Il processo di esecuzione
Il processo esecutivo si sviluppa attraverso l'emissione di misure rivolte a soddisfare la pretesa del creditore. Esso è spiegato all'interno del Terzo libro del codice di procedura civile. La cognizione consiste nell'accertamento dell'esistenza del diritto da tutelare, l'esecuzione forzata consiste nell'attuazione pratica in via coattiva o forzata di tale diritto accertato. Il creditore, titolare di un diritto di credito, pur avendo ottenuto un provvedimento favorevole (a seguito di un ordinario processo di cognizione) non soddisfa il suo diritto se il debitore non esegue spontaneamente la prestazione. Proprio per questo motivo, il creditore utilizza l'azione esecutiva, per ottenere cioè la soddisfazione del suo diritto anche coattivamente (contro la volontà del debitore) (cd esecuzione forzata).

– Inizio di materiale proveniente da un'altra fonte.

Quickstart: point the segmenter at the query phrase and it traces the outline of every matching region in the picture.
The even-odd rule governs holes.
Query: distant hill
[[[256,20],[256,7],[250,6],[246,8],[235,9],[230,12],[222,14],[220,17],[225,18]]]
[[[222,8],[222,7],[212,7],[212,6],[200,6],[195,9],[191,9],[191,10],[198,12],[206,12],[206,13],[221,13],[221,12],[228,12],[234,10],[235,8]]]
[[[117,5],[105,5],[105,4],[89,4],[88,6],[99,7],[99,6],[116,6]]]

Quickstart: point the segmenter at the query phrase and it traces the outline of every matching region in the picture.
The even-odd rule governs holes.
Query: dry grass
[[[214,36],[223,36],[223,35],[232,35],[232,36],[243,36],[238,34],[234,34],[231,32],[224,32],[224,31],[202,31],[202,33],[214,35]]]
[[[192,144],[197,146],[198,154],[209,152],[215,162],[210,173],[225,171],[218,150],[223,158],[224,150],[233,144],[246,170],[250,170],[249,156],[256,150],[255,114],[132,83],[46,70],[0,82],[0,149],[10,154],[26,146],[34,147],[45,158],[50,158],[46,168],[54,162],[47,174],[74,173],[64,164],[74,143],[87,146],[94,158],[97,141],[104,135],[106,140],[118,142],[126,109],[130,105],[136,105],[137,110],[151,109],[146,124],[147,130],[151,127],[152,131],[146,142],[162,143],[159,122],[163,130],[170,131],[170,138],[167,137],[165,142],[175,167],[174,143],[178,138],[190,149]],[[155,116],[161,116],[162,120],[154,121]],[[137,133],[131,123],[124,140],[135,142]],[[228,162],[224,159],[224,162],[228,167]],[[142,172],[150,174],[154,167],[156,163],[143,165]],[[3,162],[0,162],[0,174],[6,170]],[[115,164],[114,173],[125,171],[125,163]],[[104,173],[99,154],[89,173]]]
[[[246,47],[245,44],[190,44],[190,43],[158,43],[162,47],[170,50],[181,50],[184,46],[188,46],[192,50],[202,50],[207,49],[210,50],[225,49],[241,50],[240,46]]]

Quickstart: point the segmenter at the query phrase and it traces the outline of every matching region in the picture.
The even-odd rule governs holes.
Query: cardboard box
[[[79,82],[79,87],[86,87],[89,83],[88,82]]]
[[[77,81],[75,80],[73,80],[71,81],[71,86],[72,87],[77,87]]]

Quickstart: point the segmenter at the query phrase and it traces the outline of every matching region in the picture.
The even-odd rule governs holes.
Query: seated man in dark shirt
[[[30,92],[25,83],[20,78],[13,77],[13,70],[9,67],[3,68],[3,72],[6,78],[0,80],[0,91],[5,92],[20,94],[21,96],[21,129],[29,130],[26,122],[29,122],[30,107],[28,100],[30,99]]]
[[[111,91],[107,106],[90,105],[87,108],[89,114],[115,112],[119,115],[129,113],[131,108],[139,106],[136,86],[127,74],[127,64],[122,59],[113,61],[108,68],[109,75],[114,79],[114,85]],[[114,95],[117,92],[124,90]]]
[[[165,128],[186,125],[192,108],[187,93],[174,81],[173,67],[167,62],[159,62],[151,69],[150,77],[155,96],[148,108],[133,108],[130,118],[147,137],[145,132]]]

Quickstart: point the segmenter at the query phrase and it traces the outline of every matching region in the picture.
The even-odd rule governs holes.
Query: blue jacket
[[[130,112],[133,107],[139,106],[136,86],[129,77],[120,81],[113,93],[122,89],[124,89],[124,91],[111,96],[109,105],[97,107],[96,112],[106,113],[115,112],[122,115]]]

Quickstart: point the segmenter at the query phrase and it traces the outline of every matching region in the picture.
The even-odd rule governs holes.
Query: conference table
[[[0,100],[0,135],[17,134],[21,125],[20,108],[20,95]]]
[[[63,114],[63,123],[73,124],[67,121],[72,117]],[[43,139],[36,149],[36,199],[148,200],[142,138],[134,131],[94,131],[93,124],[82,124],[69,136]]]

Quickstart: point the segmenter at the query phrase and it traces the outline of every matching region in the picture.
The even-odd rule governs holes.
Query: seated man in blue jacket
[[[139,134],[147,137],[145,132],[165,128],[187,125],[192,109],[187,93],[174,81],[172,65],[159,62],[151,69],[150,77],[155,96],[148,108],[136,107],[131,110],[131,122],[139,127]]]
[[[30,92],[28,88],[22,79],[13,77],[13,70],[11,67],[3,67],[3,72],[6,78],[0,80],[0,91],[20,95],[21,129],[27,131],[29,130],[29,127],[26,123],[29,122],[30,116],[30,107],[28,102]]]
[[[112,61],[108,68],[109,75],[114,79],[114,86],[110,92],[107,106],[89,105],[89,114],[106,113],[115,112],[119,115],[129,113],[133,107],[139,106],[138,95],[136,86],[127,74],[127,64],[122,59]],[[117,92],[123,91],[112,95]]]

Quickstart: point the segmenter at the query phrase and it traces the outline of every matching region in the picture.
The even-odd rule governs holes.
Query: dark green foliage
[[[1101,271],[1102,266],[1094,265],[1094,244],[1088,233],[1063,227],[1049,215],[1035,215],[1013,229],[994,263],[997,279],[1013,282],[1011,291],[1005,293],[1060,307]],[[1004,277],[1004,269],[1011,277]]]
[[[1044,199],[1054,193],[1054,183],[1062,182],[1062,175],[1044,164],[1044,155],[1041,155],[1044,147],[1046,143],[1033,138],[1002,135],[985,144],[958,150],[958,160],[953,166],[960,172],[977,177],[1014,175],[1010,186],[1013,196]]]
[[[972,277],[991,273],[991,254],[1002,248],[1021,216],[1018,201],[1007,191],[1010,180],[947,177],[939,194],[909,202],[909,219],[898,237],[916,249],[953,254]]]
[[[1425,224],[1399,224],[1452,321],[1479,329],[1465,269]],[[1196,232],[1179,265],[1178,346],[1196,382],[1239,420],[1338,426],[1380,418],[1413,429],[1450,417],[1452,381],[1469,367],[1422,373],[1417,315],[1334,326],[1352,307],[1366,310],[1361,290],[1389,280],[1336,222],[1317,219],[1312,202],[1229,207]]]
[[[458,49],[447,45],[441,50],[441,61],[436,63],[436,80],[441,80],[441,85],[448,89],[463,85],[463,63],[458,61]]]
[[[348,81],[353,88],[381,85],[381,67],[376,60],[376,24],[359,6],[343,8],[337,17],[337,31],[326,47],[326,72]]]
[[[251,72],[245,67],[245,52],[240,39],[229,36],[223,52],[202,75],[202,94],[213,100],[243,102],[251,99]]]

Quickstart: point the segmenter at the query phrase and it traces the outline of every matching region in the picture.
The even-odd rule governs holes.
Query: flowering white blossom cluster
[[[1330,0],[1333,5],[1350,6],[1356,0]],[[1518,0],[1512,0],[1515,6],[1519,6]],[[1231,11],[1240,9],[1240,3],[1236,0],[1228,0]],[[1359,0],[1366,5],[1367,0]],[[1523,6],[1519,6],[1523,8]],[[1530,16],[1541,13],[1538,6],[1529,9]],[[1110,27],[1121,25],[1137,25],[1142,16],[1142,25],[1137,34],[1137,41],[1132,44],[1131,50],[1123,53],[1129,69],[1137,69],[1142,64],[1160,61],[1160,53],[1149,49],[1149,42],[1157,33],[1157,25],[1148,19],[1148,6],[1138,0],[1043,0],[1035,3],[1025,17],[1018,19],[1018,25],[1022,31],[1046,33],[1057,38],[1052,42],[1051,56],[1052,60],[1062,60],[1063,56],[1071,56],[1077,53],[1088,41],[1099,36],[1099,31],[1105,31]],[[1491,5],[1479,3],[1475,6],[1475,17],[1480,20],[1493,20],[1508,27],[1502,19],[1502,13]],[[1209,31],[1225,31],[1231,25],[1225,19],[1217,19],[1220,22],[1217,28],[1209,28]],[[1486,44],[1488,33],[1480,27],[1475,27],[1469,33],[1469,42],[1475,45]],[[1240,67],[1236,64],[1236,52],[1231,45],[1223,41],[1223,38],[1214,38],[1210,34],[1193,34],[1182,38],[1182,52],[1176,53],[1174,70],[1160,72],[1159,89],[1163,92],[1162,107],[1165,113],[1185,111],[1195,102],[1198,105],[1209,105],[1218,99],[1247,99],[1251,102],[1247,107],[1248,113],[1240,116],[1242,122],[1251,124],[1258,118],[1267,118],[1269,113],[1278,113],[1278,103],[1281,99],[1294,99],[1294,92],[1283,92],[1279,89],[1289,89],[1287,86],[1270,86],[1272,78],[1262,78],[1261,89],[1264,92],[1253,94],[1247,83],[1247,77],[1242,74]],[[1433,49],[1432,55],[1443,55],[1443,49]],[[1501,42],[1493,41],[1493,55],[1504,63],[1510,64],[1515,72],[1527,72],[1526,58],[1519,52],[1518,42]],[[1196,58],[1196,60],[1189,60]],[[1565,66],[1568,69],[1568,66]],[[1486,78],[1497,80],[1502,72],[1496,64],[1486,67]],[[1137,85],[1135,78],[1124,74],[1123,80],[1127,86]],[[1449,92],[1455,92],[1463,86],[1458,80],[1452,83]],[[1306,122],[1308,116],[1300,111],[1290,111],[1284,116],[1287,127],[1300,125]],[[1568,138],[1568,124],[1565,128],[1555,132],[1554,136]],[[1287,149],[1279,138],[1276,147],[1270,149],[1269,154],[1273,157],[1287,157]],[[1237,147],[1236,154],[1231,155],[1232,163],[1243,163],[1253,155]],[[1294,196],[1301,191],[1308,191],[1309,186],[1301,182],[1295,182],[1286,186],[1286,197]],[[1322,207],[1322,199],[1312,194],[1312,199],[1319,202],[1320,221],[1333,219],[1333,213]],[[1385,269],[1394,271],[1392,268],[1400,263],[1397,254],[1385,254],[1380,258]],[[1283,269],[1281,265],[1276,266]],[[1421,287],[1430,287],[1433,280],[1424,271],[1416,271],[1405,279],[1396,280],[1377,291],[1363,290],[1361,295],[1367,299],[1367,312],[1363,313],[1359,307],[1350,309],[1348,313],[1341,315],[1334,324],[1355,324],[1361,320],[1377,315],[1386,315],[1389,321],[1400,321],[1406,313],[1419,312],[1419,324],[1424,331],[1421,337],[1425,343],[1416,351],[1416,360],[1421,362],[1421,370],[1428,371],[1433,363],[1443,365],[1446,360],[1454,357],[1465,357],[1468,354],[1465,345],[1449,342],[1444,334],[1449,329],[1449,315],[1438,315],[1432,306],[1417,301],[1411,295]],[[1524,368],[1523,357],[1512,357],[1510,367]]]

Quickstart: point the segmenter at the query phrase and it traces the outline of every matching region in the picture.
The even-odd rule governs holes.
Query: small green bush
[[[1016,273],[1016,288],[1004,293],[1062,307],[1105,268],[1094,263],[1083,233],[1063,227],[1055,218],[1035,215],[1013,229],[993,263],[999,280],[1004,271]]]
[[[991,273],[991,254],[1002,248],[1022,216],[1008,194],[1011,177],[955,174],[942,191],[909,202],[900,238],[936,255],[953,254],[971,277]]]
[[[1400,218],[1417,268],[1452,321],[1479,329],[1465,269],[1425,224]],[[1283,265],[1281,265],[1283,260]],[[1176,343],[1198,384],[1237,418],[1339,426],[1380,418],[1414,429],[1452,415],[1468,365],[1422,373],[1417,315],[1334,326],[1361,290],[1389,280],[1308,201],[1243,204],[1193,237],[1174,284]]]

L'esecuzione forzata potrà essere in forma specifica, cioè diretta all'esatta esecuzione dell'oggetto della prestazione (laddove essa sia fungibile) o molto più frequentemente una espropriazione forzata, che consiste in un complesso di atti diretti a sottrarre coattivamente al debitore determinati beni che fanno parte del suo patrimonio ed a convertirli in denaro, così ottenendo il controvalore pecuniario della prestazione inadempiuta.
Responsabilità del debitore
Ai sensi dell'articolo 2740 cpc, il debitore risponde dell'adempimento delle obbligazioni assunte con tutti i suoi beni presenti e futuri; se cioè non adempie, il creditore avvalendosi del processo esecutivo, può realizzare il suo credito procedendo ad esecuzione forzata sui beni del suo debitore. Appare quindi in tutta la sua evidenza la funzione del processo di esecuzione e la differenza rispetto al processo di cognizione: quest'ultimo è diretto all'accertamento dell'esistenza di un diritto che la parte afferma esistente; il primo è invece diretto all'attuazione coattiva del diritto accertato.
Caratteristiche dell'azione esecutiva
Le caratteristiche peculiari dell'azione esecutiva sono:
- La unilateralità nel senso che non vi è contraddittorio. Il debitore è soggetto ma non è parte, solo se propone opposizione si apre un giudizio autonomo di cognizione.
- La non esclusività perché sullo stesso bene possono svolgersi molteplici azioni.
- Il presupposto di un requisito formale, cioè il titolo esecutivo.
Valore delle cause di opposizione
Per quanto riguarda il valore:
- Nelle cause di opposizione del debitore esso si determina dal credito per cui si procede.
- Nelle cause di opposizione di terzi, dal valore dei beni controversi.
- Nelle controversie sorte in sede.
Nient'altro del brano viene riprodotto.